El transporte público se llena, algunas personas suben a mano llenas, con regalos, flores, globos estorbosos que algún día irán directo a la basura. Sigo sentado en la parte de atrás, esperando a que el autobús me deje bajar en la calle del parque donde tuvimos nuestra primera cita, cada 14 de febrero paso después del trabajo, ya que es necesario recordar lo vivido, lo que se eligió y por lo tanto, se vuelve a recordar la felicidad y todas aquellas emociones. De esa manera, sabrás que la vida y toda su rutina han valido la pena.

El autobús se detiene cuando se lo he indicado, bajo los escalones y las bancas de dicho parque, están ocupadas por las parejas que disfrutan del día, sin darse cuenta que pueden hacer cualquiera de esas actividades cada día de cualquier semana, de cualquier mes en el año.

Mis cabellos blancos se mueven debido al viento, camino por la acera tratando de encontrar una banca vacía, tratando de ver lo que hicimos hace tanto tiempo, cuando podíamos caminar de la mano en medio de la noche, porque claro, no podíamos permitir que alguien nos mirara con el sol del día.

Lo consigo cuando veo a un par de chiquillas riendo a carcajadas, cuando las veo besarse después de que la risa ya no tiene ningún sentido. Ambas parecen ser adolescentes, llenas de vida, sin miedo a que alguien puediera juzgarlas, sin miedo a que alguien pudiera quebrar sus ganas de amar.

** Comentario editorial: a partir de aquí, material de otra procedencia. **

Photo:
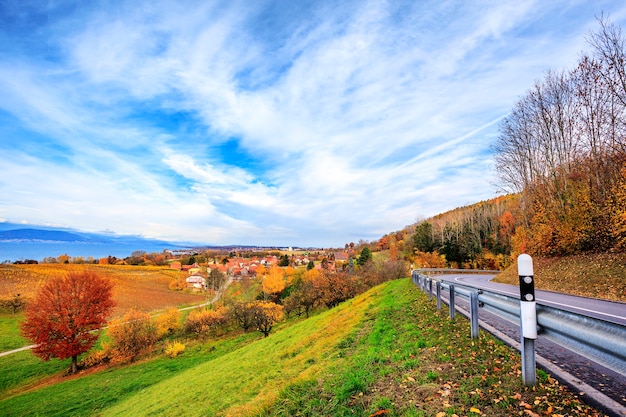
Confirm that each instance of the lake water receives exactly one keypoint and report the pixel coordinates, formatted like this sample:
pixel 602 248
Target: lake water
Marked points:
pixel 15 251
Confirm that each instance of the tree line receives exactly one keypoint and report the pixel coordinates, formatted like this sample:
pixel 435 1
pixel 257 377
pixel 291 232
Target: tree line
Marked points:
pixel 68 312
pixel 563 149
pixel 561 159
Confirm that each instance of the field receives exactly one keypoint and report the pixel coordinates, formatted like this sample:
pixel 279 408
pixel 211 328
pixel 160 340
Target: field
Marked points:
pixel 142 287
pixel 386 352
pixel 592 275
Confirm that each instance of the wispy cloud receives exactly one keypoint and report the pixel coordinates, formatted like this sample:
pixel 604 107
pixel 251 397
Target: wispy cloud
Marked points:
pixel 265 122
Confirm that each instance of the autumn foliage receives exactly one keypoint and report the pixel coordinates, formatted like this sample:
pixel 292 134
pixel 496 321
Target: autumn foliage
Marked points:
pixel 132 335
pixel 66 314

Ahí estaba yo, de su mano, besando su boca en medio del parque, refugiándonos entre abetos y lo único que me dejaba mirarlo, que me dejaba observar cada movimiento de su cuerpo era la luz de la luna.

El teléfono celular con botones de goma que una de mis sobrinas me ha regalado en mi último cumpleaños, (cosa que le pedí en lugar de uno caro) suena y respondo tan rápido como puedo, pues su nombre en la pantalla es un accionador, el cual hace de mí una máquina automática.

—Hola —le saludo a través del teléfono.

—Hola, ¿ya vienes?

—Adivina donde estoy.

—Teniendo en cuenta el día, creo que estás en ese parque, como cada año.

—Sí, bien jugado. ¿Recuerdas el pequeño árbol que crecía junto a la banca, donde fumamos el cigarrillo de marihuana?

—Sí, casi nos atrapa la policía.

—No nos habrían tomado en cuenta si no te hubieras puesto tan nervioso. Bueno, el punto es que ese árbol parece tan viejo como nosotros juntos.

—Ya lo creo. Apuesto que las iniciales están en lo más alto.

—Tal vez. Oye...

—Dime.

—¿Qué hay de cenar?

—No te lo diré, es una sopresa. ¿Ya vienes?

—Sí, solo tomo el autobús y llegaré en diez minutos.

—Perfecto, compré el vino que tanto te gusta.

—Yo también compré algo. Ya no puedo esperar a ver tu rostro. Voy para allá.

—Aquí te veo.

Luego de hacer un beso ruidoso a la bocina del celular, finalizo la llamada y tomo el autobús que pasa junto a mí.